La suite…
En effet, pas moins d’une dizaine de pannes diverses se sont révélées ou produites pendant les essais et mises au point.
La recherche de certaines a été chronophage et malheureusement, pour ce qui est de la notice, je ne disposai d’une description très complète que des seuls circuits chroma.
Il a donc fallu se pencher très sérieusement sur le schéma afin de comprendre toutes les particularités et originalités de ce téléviseur assez hors normes (jusqu’à avoir trois fréquences FI différentes pour le son (33,4 MHz pour le 625 lignes français, 28,75MHz pour le 819 lignes, 5,5 MHz pour le standard CCIR avec son FM)
Voici la liste des pannes :
1 Accrochage vidéo : apparition de barres verticales à gauche de l’écran et accrochage total en poussant le contraste. Sur-oscillation très visible à l’oscilloscope.
Plusieurs causes probables : un certain nombre de soudures maintenant au châssis les circuits imprimé FI-vidéo luminance-synchro-BF d’une part et balayage lignes-THT d’autre part étaient cassées.
Mauvaises soudures également dans le circuit d’effacement (circuit imprimé sur tube cathodique) et résistances hors tolérances dans le même circuit.

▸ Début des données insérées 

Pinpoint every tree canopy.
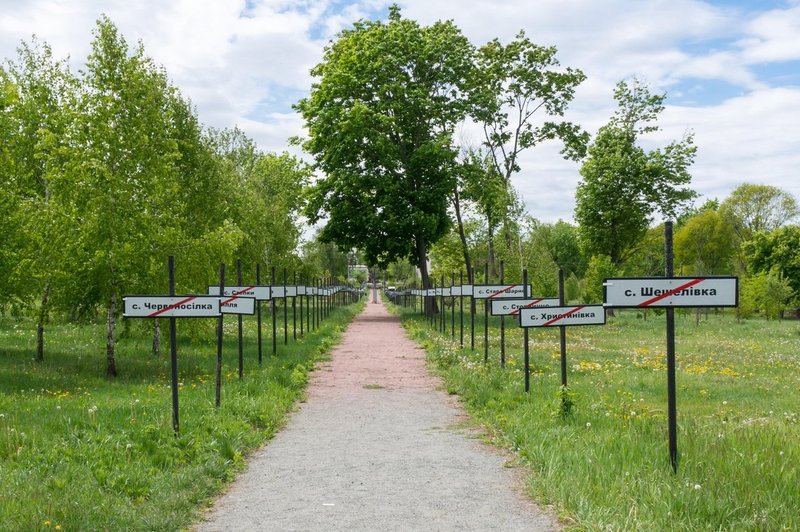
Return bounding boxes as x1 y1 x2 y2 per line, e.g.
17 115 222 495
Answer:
296 6 473 282
575 80 696 265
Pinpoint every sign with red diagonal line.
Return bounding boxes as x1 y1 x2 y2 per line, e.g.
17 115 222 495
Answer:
603 277 739 308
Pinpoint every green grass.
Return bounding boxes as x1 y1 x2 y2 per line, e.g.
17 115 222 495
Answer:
0 300 360 531
401 310 800 530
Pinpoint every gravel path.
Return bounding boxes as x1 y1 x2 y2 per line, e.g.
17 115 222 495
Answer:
197 303 559 531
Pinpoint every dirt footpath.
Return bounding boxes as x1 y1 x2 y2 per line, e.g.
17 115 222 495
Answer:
197 303 558 531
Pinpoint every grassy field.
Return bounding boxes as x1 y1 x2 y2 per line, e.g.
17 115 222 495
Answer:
400 307 800 530
0 305 360 531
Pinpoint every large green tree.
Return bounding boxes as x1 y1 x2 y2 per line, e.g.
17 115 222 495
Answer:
720 183 800 241
54 17 185 375
296 5 473 294
743 225 800 294
675 209 734 275
453 31 589 274
575 80 696 265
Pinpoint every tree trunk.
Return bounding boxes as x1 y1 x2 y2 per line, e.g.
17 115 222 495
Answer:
486 219 497 278
106 291 117 377
153 319 161 356
36 281 50 362
452 187 472 282
415 237 438 316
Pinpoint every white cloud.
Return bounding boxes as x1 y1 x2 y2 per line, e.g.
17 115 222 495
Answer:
738 6 800 64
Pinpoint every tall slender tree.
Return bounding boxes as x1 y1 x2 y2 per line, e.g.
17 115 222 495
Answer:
58 17 179 376
575 80 696 266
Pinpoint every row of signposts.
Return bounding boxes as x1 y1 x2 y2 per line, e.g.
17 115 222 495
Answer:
388 222 739 471
123 257 361 434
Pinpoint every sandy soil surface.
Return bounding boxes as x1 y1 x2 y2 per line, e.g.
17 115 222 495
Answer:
197 303 559 531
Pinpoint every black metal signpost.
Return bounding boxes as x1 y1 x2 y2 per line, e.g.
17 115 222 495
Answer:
283 267 289 345
256 263 261 366
483 264 489 364
214 263 225 408
522 268 531 393
469 266 475 351
122 256 222 435
450 272 456 338
167 255 180 434
500 260 506 368
295 274 306 338
437 274 445 334
558 268 564 386
270 266 278 356
603 221 739 473
236 259 244 380
458 271 464 347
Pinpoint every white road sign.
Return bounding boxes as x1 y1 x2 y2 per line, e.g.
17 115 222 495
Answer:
472 284 533 299
122 295 220 318
208 285 269 301
271 286 286 299
519 305 606 327
603 277 739 308
221 296 256 314
451 284 472 296
491 297 561 316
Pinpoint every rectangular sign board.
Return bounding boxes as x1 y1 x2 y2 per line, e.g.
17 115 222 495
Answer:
220 296 256 314
451 284 472 296
208 285 270 301
271 286 286 299
472 284 533 299
519 305 606 327
122 295 220 318
603 277 739 308
491 297 561 316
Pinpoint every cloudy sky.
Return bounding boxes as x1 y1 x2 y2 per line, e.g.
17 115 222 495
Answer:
0 0 800 222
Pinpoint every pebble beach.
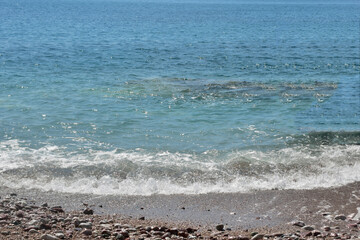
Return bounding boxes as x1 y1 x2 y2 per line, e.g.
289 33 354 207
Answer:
0 183 360 240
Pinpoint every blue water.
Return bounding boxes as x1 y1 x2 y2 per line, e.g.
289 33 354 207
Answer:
0 0 360 194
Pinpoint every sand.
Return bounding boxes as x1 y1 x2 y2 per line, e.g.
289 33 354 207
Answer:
0 182 360 239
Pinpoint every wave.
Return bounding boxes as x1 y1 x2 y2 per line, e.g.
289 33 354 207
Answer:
0 140 360 195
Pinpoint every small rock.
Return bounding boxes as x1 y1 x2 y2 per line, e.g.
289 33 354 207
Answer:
0 214 10 220
29 228 38 234
238 235 250 240
323 226 331 232
115 234 125 240
292 221 305 227
82 229 92 236
169 228 179 235
312 230 321 237
1 231 10 236
39 223 51 230
72 217 80 227
251 233 264 240
215 224 224 231
79 222 92 229
50 206 64 213
55 233 65 239
335 214 346 220
302 226 314 231
83 208 94 215
40 234 59 240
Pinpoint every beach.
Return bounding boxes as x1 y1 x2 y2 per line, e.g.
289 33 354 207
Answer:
0 0 360 240
1 182 360 239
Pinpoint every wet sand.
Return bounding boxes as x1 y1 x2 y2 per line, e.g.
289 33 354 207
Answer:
0 182 360 234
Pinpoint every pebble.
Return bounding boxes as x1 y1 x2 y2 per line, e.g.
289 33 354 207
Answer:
83 208 94 215
29 228 38 233
215 224 224 231
292 221 305 227
251 233 264 240
335 214 346 220
82 229 92 236
302 226 315 231
40 234 59 240
79 222 92 229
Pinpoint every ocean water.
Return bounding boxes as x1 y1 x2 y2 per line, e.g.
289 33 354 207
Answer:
0 0 360 195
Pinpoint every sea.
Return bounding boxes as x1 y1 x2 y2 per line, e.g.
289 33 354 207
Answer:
0 0 360 195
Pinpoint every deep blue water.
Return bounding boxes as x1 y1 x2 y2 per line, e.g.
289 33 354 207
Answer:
0 0 360 194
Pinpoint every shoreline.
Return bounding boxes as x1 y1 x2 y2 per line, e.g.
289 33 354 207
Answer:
0 182 360 239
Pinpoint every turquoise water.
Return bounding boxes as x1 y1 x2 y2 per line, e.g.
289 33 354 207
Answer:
0 0 360 195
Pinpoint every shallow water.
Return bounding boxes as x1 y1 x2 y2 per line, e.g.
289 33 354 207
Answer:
0 0 360 195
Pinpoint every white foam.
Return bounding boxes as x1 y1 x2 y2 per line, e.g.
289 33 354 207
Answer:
0 140 360 195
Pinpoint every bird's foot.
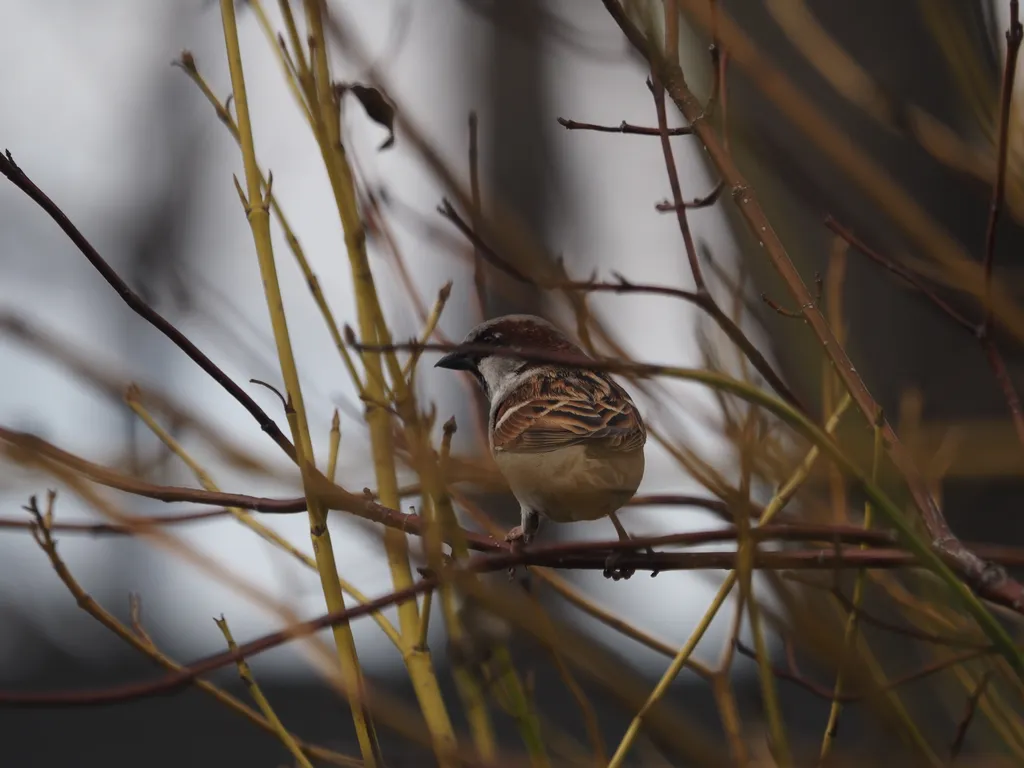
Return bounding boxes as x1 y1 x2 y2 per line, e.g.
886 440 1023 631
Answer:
645 547 662 579
604 552 636 582
505 525 534 582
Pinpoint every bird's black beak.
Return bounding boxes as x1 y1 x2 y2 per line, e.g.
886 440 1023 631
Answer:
434 349 476 371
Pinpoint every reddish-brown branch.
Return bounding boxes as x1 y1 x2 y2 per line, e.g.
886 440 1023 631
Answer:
949 670 993 760
0 543 1007 709
0 151 295 460
648 75 708 294
438 200 806 413
601 0 1024 611
654 181 725 213
825 216 978 334
825 216 1024 445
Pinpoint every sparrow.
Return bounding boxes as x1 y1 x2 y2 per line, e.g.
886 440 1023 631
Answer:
434 314 647 544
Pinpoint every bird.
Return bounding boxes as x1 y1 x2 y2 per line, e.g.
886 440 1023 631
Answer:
434 314 647 545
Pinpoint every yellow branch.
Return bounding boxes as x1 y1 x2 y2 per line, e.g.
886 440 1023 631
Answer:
290 0 457 765
608 394 851 768
220 0 381 768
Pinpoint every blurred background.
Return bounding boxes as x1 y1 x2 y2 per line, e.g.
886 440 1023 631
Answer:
0 0 1024 768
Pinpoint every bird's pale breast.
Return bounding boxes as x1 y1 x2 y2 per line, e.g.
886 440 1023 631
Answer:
495 444 644 522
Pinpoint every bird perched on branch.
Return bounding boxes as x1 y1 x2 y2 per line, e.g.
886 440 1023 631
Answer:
435 314 647 544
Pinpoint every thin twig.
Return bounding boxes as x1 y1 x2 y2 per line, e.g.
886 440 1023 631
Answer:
558 118 693 136
0 150 295 461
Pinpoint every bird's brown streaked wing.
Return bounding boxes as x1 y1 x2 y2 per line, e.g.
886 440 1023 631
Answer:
494 371 647 454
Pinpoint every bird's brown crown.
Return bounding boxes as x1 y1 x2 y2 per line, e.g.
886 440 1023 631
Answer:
463 314 584 354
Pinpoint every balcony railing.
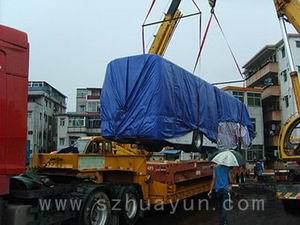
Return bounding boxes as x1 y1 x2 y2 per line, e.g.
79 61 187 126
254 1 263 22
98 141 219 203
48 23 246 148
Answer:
68 127 87 133
261 85 280 100
265 135 278 147
264 110 281 122
246 62 278 87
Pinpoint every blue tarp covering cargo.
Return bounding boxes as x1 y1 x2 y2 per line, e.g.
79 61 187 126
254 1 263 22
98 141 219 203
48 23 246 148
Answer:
101 55 254 149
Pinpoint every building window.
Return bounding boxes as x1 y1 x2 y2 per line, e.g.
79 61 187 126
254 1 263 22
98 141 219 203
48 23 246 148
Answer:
232 91 244 102
247 145 264 161
284 95 289 108
247 93 261 106
69 116 85 127
59 138 65 145
59 118 66 127
27 111 32 120
281 47 285 58
79 105 85 112
87 101 100 112
281 70 287 82
251 118 256 132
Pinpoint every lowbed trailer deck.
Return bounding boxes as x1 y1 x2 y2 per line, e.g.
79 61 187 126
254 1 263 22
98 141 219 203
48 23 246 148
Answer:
33 154 213 204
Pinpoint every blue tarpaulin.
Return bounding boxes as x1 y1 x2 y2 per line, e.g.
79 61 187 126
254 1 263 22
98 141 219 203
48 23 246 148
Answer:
101 55 254 146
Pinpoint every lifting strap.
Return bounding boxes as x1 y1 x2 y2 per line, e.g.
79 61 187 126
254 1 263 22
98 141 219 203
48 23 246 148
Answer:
213 12 244 79
142 0 156 54
193 13 213 73
193 8 245 80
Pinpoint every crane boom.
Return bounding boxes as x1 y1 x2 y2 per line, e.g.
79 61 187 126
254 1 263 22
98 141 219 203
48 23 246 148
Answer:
149 0 182 56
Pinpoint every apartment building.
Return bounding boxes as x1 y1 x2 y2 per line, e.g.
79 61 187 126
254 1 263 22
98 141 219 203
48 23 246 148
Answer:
57 88 101 149
244 34 300 161
223 86 265 162
27 81 66 153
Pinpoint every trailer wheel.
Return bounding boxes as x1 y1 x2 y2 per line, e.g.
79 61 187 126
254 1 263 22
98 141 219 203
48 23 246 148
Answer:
120 186 141 225
81 191 111 225
192 130 203 152
282 199 300 214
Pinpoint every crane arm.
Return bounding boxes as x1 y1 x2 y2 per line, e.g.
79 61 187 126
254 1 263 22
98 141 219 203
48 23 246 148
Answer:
149 0 182 56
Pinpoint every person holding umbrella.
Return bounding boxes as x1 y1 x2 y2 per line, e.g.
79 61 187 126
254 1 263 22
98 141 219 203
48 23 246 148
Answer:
208 150 245 225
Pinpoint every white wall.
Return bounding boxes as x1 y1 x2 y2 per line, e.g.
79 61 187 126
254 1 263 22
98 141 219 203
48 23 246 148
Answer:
277 37 300 124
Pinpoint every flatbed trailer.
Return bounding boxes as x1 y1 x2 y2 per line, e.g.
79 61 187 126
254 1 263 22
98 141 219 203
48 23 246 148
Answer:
33 149 213 204
5 151 212 225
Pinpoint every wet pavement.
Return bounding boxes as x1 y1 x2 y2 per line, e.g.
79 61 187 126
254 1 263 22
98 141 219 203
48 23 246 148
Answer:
138 185 300 225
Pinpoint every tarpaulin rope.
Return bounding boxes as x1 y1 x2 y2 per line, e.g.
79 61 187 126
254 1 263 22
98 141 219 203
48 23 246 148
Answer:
142 0 156 54
193 11 213 73
213 13 245 150
192 0 202 52
213 12 245 79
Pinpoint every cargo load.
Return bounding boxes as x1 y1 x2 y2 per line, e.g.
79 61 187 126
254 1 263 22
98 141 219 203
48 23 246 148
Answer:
101 54 255 148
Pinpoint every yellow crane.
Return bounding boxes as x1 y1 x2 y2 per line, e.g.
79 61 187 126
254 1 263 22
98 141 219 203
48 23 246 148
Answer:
149 0 182 56
274 0 300 160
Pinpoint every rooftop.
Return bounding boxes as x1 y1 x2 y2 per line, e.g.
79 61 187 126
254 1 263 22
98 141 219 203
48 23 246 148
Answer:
222 86 263 93
28 81 67 98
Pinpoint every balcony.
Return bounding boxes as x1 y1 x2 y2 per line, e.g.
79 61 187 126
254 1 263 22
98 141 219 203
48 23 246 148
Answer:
265 135 278 147
86 95 100 101
68 127 87 133
261 85 280 100
246 62 278 87
87 127 101 135
264 110 281 122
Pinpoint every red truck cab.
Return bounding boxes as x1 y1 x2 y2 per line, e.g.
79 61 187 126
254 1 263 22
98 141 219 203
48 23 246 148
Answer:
0 25 29 197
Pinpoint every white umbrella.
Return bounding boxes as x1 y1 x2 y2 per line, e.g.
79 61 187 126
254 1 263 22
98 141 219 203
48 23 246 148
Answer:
211 150 246 167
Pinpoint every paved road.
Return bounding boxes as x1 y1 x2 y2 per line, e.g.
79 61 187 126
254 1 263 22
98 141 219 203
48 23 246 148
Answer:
139 186 300 225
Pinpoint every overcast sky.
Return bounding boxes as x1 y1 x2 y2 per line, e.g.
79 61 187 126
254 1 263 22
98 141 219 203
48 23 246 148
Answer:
0 0 295 111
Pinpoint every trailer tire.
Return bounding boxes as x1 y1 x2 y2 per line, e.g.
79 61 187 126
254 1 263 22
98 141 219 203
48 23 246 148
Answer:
192 130 203 152
80 190 112 225
119 186 141 225
282 199 299 214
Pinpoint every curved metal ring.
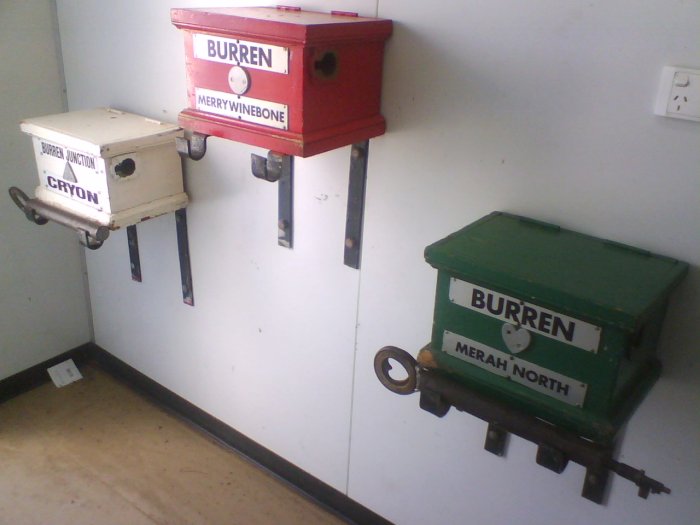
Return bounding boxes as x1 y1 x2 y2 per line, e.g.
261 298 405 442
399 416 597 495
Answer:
374 346 418 395
7 186 49 225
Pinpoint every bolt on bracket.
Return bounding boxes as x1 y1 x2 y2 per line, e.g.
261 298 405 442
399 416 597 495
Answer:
175 131 209 160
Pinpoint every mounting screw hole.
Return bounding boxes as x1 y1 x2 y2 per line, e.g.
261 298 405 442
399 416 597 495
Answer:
114 158 136 177
314 51 338 78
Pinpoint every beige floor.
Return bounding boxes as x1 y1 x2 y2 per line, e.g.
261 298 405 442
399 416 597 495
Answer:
0 367 343 525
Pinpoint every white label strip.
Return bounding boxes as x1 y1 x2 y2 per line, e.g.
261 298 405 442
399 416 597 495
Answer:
192 33 289 75
442 330 588 407
34 137 105 210
194 87 289 129
450 278 600 352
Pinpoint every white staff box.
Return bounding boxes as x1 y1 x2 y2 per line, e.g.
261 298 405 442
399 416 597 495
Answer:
20 108 188 230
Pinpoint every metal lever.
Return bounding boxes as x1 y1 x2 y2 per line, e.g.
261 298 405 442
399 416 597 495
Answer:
374 346 671 503
9 186 109 250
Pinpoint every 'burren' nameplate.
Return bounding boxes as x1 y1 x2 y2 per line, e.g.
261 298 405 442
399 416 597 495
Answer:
450 278 600 352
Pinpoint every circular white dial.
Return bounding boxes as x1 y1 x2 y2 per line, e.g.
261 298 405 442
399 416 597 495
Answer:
228 66 250 95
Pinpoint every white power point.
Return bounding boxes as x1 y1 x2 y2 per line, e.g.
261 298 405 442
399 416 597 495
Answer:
654 67 700 122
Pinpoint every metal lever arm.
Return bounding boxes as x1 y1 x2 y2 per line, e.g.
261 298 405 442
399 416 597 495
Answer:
9 186 109 250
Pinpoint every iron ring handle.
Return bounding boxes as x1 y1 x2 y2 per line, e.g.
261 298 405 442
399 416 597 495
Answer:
7 186 49 225
374 346 418 395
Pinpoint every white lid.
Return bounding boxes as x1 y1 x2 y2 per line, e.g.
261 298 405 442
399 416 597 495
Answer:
20 108 183 156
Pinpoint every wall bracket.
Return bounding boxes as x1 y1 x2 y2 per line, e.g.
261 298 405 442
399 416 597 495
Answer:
126 224 141 283
250 151 294 249
175 131 209 160
344 140 369 270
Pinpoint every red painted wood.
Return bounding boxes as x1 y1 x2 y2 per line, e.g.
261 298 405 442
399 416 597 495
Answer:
171 7 392 157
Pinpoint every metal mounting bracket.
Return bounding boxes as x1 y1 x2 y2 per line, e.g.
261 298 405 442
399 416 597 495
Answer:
250 151 294 248
126 224 141 283
344 140 369 269
175 131 209 160
175 208 194 306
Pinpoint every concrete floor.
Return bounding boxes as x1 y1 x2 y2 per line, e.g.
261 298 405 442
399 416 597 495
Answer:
0 366 343 525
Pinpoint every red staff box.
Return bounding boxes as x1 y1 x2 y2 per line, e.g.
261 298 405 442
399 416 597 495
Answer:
170 7 392 157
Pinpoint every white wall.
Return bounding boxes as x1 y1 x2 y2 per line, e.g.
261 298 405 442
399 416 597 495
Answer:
58 0 700 525
0 0 91 379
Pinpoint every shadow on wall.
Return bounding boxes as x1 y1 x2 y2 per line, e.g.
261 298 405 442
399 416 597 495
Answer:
658 265 700 386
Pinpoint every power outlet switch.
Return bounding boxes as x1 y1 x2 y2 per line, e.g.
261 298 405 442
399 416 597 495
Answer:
654 67 700 122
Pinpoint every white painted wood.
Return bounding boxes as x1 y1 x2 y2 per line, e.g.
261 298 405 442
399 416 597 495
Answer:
0 0 91 379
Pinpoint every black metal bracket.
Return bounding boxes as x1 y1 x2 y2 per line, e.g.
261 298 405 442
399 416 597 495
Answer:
175 208 194 306
344 140 369 269
250 151 294 248
126 224 141 283
374 347 671 504
175 131 209 160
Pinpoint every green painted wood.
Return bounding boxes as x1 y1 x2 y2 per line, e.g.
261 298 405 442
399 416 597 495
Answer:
425 212 688 444
425 212 688 330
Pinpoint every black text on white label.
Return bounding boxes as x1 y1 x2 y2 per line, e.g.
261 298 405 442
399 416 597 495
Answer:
192 33 289 75
442 331 588 406
450 279 600 352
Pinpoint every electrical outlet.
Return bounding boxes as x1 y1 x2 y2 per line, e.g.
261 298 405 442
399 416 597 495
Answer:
654 67 700 122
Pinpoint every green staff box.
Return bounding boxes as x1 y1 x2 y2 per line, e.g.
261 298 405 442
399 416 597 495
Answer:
419 212 688 444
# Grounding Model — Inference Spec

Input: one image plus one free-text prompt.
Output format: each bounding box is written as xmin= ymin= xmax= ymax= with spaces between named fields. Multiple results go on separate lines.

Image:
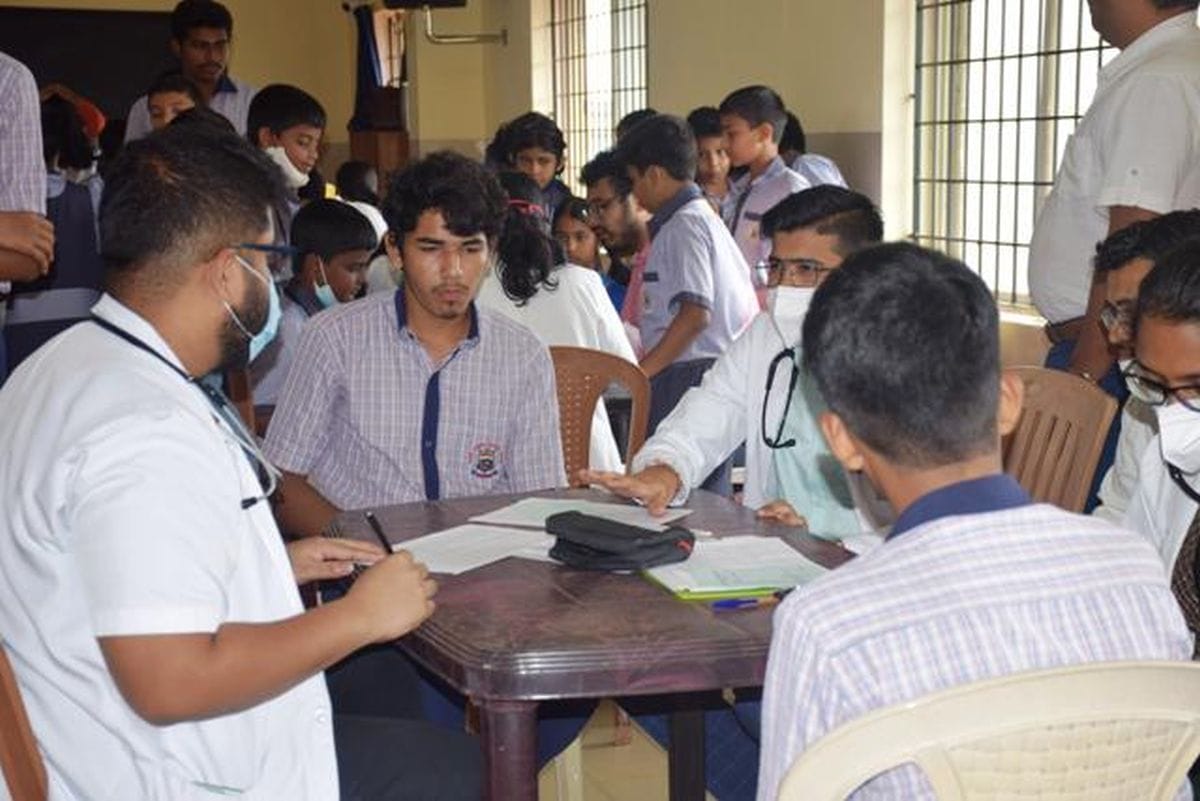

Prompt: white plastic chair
xmin=779 ymin=662 xmax=1200 ymax=801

Enfin, alerté par une légère odeur d’ozone, j’ai remarqué des effluves visible dans l’obscurité sur la résistance de 33 MO entre l’anode de focalisation et la masse.
Le remplacement de cette dernière a supprimé le problème de focalisation.
2 Dominante jaune
Deux résistances de 2,2 MO dans le circuit des G2 ayant très fortement augmenté de valeur. Ces dernières avaient déjà été remplacées…
3 Écran bleu par intermittence
Un des condensateurs d’effacement défectueux. J’en profite pour remplacer les trois à l’origine de 4700pF par des 22nF conformément à une recommandation trouvée dans ma documentation.
4 Focalisation limite
Due à la résistance de 33 MO citée plus haut.
5 Instabilité horizontale
Cette panne intermittente est apparue pendant les essais, en même temps que l’accrochage vidéo et m’a fait perdre beaucoup de temps.
Fausses pistes en incriminant à tort les circuits de synchronisation, le comparateur de phase et la vidéo luminance.
Il y avait néanmoins un certain nombre de résistances hors tolérances ayant augmenté de valeur et pas seulement celles de plus fortes valeurs.
La panne provenait en réalité de l’oscillateur lignes. Un condensateur « instable » de 10nF (C713) en série avec la self de l’oscillateur provoquait ce défaut en faisant varier la fréquence de ce dernier de manière aléatoire.
6 Action du frein de faisceau trop forte.
Problème que j’ai toujours connu sur ce téléviseur depuis les années 70, la disparition de l’image lorsque l’on poussait trop la luminosité ou le contraste.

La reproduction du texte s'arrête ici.